For a basic shaver who primarily cares about performance and not scent then something like Arko may be the best recommendation (or a puck of Van Der Hagen Luxury for a glycerine soap experience). At the opposite end of the spectrum a more well heeled explorer may want recommendations on a rotation of 2 - 4 soaps including luxury brand samples as they embark on their wet shaving journey. Agree that any soaps recommended should be readily available per a consistent formulation. In my case I was partially driven by nostalgia in my return to DE shaving. In college I used a DE with canned goop and went electric after 5 years. When I returned to DE I wanted to emulate what I remembered my grandfather doing with an old brush and coffee mug with a puck of Colgate. That meant starting with a puck of Williams that the closest option still on the market. Soon after starting I added Van Der Hagen to the mix and explored from there.
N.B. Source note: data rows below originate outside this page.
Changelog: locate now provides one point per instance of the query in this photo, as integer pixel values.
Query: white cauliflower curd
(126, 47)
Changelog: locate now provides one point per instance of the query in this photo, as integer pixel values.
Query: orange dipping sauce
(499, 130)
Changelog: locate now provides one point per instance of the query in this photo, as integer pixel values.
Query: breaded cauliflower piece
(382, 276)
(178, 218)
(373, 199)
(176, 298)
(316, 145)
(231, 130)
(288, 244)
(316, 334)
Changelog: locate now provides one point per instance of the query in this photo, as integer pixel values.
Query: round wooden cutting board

In summary starting with a quick overview of each beginners objectives and preferences and then applying your logical criteria will deliver more optimal experiences to new wet shavers.

P.S. Since Williams is discontinued I would no longer recommend it.
 
It took me a few soap purchases to find my favorite, I am just glad that it didn't take me too long. Stirling became an instant favorite for me. In the future, I will buy lots of scents from Stirling. Just so you know, there's a huge difference between Stirling soaps, and Proraso & Tabac lol.
 
It's a hard cream, just so you know. I didn't when I got it. You pretty much have to go into the jar with a damp brush and it takes more water(outside the jar) than other creams. It still has the advantage of not really needing any special technique to lather, just takes a little longer. I am currently on track to get 200 shaves out of the jar, just so you know. Try the pre-shave gel, I won't live without it.
The Acca Kappa is a hard cream too. I scoop out an almond shaped lump into my shaving bowl.... smash it thin and go from there. Should be a similar procedure.

I'll take a look at their pre-shave gel.... I made my own pre-shave oil based on the ingredients I saw in other products and it was a miserable failure.... just clogged up the razor and didn't seem to add anything to the shave itself. That was one of those "live and learn" things.